Numerical simulation of the nitrogen boil-off recondensation in hybrid cooling devices for HPGe detectors

Abstract

This paper describes the results of a complex simulation of nitrogen boil-off recondensation in a hybrid cooling device for High Purity Germanium (HPGe) detectors. The OpenFOAM platform-based software was used. The proposed finite-volume axisymmetric 2D model combines cooling processes occurring in the considered three-phase medium, including a liquefier condenser (solid), nitrogen boil-off (gas) and the resulting condensate (liquid). At the beginning of the simulation condenser and gas temperatures are set above the condensation point while the end time is set such that the system reaches a quasi-steady state.

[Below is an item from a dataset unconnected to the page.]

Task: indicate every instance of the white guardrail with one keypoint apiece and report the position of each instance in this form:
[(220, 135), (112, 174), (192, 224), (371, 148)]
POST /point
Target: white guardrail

For conical and hemispherical condensers, the energy consumption for the following processes occurring in the operating mode such as: condenser cooling; cooling of adjacent boil-off nitrogen vapors; their condensation; the gravity-driven flowing; condensate film subcooling and subsequent partial re-evaporation from its surface are compared. The visualizations of the temperature field of the finite-volume model and the velocity vectors of nitrogen vapors adjacent to the condenser are presented. The calculated integral mass recondensation rates were confirmed experimentally on a commercial hybrid cooling device, taking into account the actual equivalent characteristics of the liquefier on the Stirling cryocooler used.